Issued: December 21, 2004
Washington, DC
Willie T.C. Thomas
Alternate Member
Michael E. Groom
Alternate Member
A. Peter Kanjorski
Alternate Member
[1] From March 4 to 19, 2002, appellant was treated by Dr. Paul A. Cooperman, a physician under contract to the employing establishment. On examination, Dr. Cooperman noted lumbosacral tenderness and diagnosed a lumbosacral spine sprain or strain caused by the March 1, 2002 lifting incident. He released appellant to sedentary duty as of March 19, 2002.
[2] In a May 3, 2002 report, Dr. Harold Avella, a Board-certified orthopedic surgeon associated with Dr. Orlin, noted dysarthric speech and gait abnormalities possibly indicative of cerebral palsy. In a June 28, 2002 follow-up report, Dr. Avella noted that appellant’s low back pain and radicular symptoms continued essentially unchanged and recommended a neurologic consultation for a possible central nervous system process.
[3] An April 22, 2002 lumbar magnetic resonance imaging (MRI) scan showed degenerative disc disease at L1-2, L4-S1. A September 10, 2002 cervical MRI showed significant degenerative disc disease from C2-C6 with neuroforaminal encroachment.

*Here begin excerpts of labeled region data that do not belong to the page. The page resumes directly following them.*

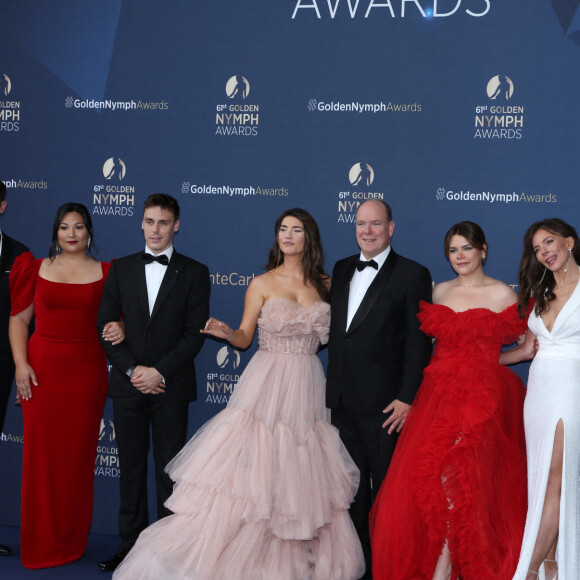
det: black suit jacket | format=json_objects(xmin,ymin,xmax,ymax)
[
  {"xmin": 97, "ymin": 250, "xmax": 210, "ymax": 401},
  {"xmin": 0, "ymin": 233, "xmax": 30, "ymax": 352},
  {"xmin": 326, "ymin": 248, "xmax": 432, "ymax": 413}
]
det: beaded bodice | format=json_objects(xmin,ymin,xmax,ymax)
[{"xmin": 258, "ymin": 298, "xmax": 330, "ymax": 356}]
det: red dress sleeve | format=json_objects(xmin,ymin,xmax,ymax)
[
  {"xmin": 9, "ymin": 252, "xmax": 42, "ymax": 316},
  {"xmin": 500, "ymin": 301, "xmax": 533, "ymax": 344}
]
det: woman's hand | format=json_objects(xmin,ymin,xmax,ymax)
[
  {"xmin": 200, "ymin": 318, "xmax": 234, "ymax": 340},
  {"xmin": 14, "ymin": 363, "xmax": 38, "ymax": 401},
  {"xmin": 519, "ymin": 329, "xmax": 540, "ymax": 360},
  {"xmin": 103, "ymin": 320, "xmax": 125, "ymax": 346}
]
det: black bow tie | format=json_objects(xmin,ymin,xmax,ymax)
[
  {"xmin": 142, "ymin": 252, "xmax": 169, "ymax": 266},
  {"xmin": 356, "ymin": 260, "xmax": 379, "ymax": 272}
]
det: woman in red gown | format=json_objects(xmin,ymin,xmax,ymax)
[
  {"xmin": 9, "ymin": 203, "xmax": 123, "ymax": 568},
  {"xmin": 371, "ymin": 222, "xmax": 533, "ymax": 580}
]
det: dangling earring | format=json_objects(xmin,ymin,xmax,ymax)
[{"xmin": 564, "ymin": 248, "xmax": 572, "ymax": 274}]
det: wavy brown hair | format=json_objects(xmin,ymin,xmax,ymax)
[
  {"xmin": 443, "ymin": 221, "xmax": 489, "ymax": 264},
  {"xmin": 48, "ymin": 201, "xmax": 96, "ymax": 262},
  {"xmin": 266, "ymin": 208, "xmax": 330, "ymax": 302},
  {"xmin": 518, "ymin": 218, "xmax": 580, "ymax": 316}
]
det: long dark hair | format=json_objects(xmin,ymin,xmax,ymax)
[
  {"xmin": 266, "ymin": 208, "xmax": 330, "ymax": 302},
  {"xmin": 48, "ymin": 201, "xmax": 96, "ymax": 261},
  {"xmin": 443, "ymin": 221, "xmax": 489, "ymax": 264},
  {"xmin": 518, "ymin": 218, "xmax": 580, "ymax": 316}
]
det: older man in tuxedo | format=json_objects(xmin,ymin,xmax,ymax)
[
  {"xmin": 97, "ymin": 194, "xmax": 210, "ymax": 572},
  {"xmin": 0, "ymin": 181, "xmax": 29, "ymax": 556},
  {"xmin": 328, "ymin": 200, "xmax": 432, "ymax": 578}
]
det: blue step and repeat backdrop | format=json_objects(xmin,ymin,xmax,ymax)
[{"xmin": 0, "ymin": 0, "xmax": 580, "ymax": 534}]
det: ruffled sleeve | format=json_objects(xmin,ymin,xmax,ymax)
[
  {"xmin": 417, "ymin": 300, "xmax": 450, "ymax": 338},
  {"xmin": 9, "ymin": 252, "xmax": 42, "ymax": 316},
  {"xmin": 499, "ymin": 300, "xmax": 534, "ymax": 344},
  {"xmin": 101, "ymin": 262, "xmax": 111, "ymax": 281}
]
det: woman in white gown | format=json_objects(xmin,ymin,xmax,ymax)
[
  {"xmin": 114, "ymin": 209, "xmax": 364, "ymax": 580},
  {"xmin": 514, "ymin": 218, "xmax": 580, "ymax": 580}
]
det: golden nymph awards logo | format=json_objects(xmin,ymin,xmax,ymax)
[
  {"xmin": 205, "ymin": 345, "xmax": 241, "ymax": 405},
  {"xmin": 215, "ymin": 75, "xmax": 260, "ymax": 137},
  {"xmin": 95, "ymin": 417, "xmax": 121, "ymax": 477},
  {"xmin": 473, "ymin": 75, "xmax": 524, "ymax": 140},
  {"xmin": 0, "ymin": 72, "xmax": 20, "ymax": 132},
  {"xmin": 92, "ymin": 157, "xmax": 135, "ymax": 217},
  {"xmin": 337, "ymin": 161, "xmax": 384, "ymax": 223}
]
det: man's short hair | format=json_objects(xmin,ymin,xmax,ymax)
[
  {"xmin": 143, "ymin": 193, "xmax": 179, "ymax": 221},
  {"xmin": 356, "ymin": 199, "xmax": 393, "ymax": 222}
]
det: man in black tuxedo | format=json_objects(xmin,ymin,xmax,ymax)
[
  {"xmin": 97, "ymin": 193, "xmax": 210, "ymax": 571},
  {"xmin": 0, "ymin": 181, "xmax": 29, "ymax": 556},
  {"xmin": 326, "ymin": 200, "xmax": 432, "ymax": 578}
]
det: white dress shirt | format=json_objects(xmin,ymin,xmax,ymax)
[
  {"xmin": 145, "ymin": 246, "xmax": 173, "ymax": 314},
  {"xmin": 346, "ymin": 245, "xmax": 391, "ymax": 330}
]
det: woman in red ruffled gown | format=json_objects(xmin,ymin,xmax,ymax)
[
  {"xmin": 371, "ymin": 222, "xmax": 533, "ymax": 580},
  {"xmin": 10, "ymin": 204, "xmax": 123, "ymax": 568}
]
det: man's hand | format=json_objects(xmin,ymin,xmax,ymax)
[
  {"xmin": 131, "ymin": 365, "xmax": 165, "ymax": 395},
  {"xmin": 383, "ymin": 399, "xmax": 411, "ymax": 435}
]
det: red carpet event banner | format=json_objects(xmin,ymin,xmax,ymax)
[{"xmin": 0, "ymin": 0, "xmax": 580, "ymax": 534}]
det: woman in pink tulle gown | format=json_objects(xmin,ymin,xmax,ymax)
[{"xmin": 114, "ymin": 209, "xmax": 364, "ymax": 580}]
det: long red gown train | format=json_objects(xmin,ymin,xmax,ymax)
[{"xmin": 371, "ymin": 303, "xmax": 527, "ymax": 580}]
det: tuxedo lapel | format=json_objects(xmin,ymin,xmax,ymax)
[
  {"xmin": 0, "ymin": 234, "xmax": 14, "ymax": 278},
  {"xmin": 347, "ymin": 248, "xmax": 397, "ymax": 334},
  {"xmin": 151, "ymin": 250, "xmax": 183, "ymax": 318}
]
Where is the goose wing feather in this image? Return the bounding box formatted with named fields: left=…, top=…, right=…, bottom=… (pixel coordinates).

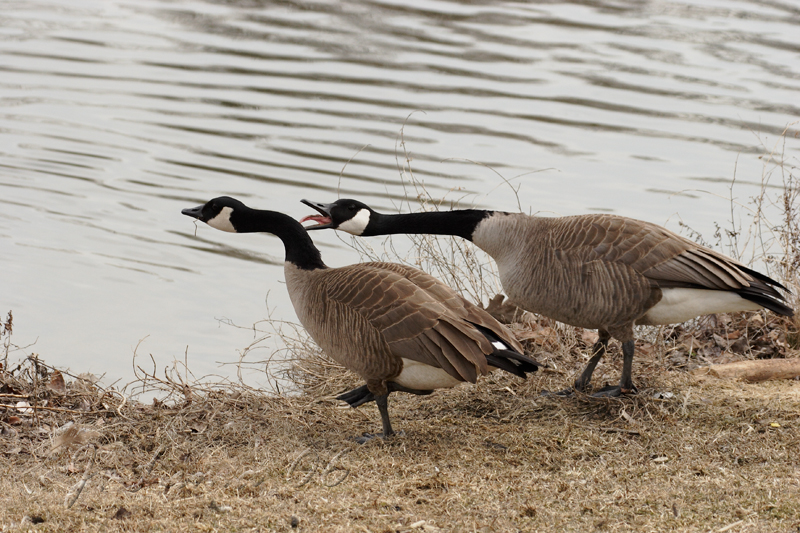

A January 7, 2003 thoracic MRI showed minimal degenerative disc disease at T6-T8.
[4] The record contains an April 28, 2003 schedule award evaluation regarding a February 10, 2000 left shoulder injury. The left shoulder injury claim and the schedule award issue related to that claim are not before the Board on the present appeal.
[5] Dr. Orlin submitted periodic reports through August 2003 finding appellant totally disabled for work due to cervical and lumbar sprains, lumbar radiculopathy and extensive degenerative disc disease.
[6] Appellant submitted chart notes dated from November 2000 to June 2001 from physicians at the Department of Veterans Affairs regarding his treatment for hepatitis C.
[7] Linda D. Guerrero, 54 ECAB ___ (Docket No. 03-267, issued April 28, 2003); Mohamed Yunis, 42 ECAB 325, 334 (1991).
[8] 5 U.S.C. § 8106(c)(2); see also Geraldine Foster, 54 ECAB ___ (Docket No. 02-66, issued February 28, 2003).
[10] Joan F. Burke, 54 ECAB ___ (Docket No. 01-39, issued February 14, 2003); see Robert Dickerson, 46 ECAB 1002 (1995).
[14] Section 8123(a) of the Act provides, in pertinent part: “If there is a disagreement between the physician making the examination of the United States and the physician of the employee, the Secretary shall appoint a third physician who shall make an examination.” 5 U.S.C. § 8123(a). For the application of section 8123(a) to a section 8106(c) determination, see Charles A. Jackson, 53 ECAB ___ (Docket No. 01-2010, issued July 18, 2002).
[15] The Board notes that the Dr. Stewart’s explanation of the need for a neurologic referral was mentioned by appellant’s vocational rehabilitation counselor in a March 1, 2004 report.
[16] See Gayle Harris, 52 ECAB 319, 321 (2001) supra note 14; Martha A. McConnell, 50 ECAB 129 (1998). Regarding the consideration of subsequently acquired conditions, see Federal (FECA) Procedure Manual, Part 2 -- Claims, Reemployment: Determining Wage-Earning Capacity, Chapter 2.814.4b(4) (December 1993).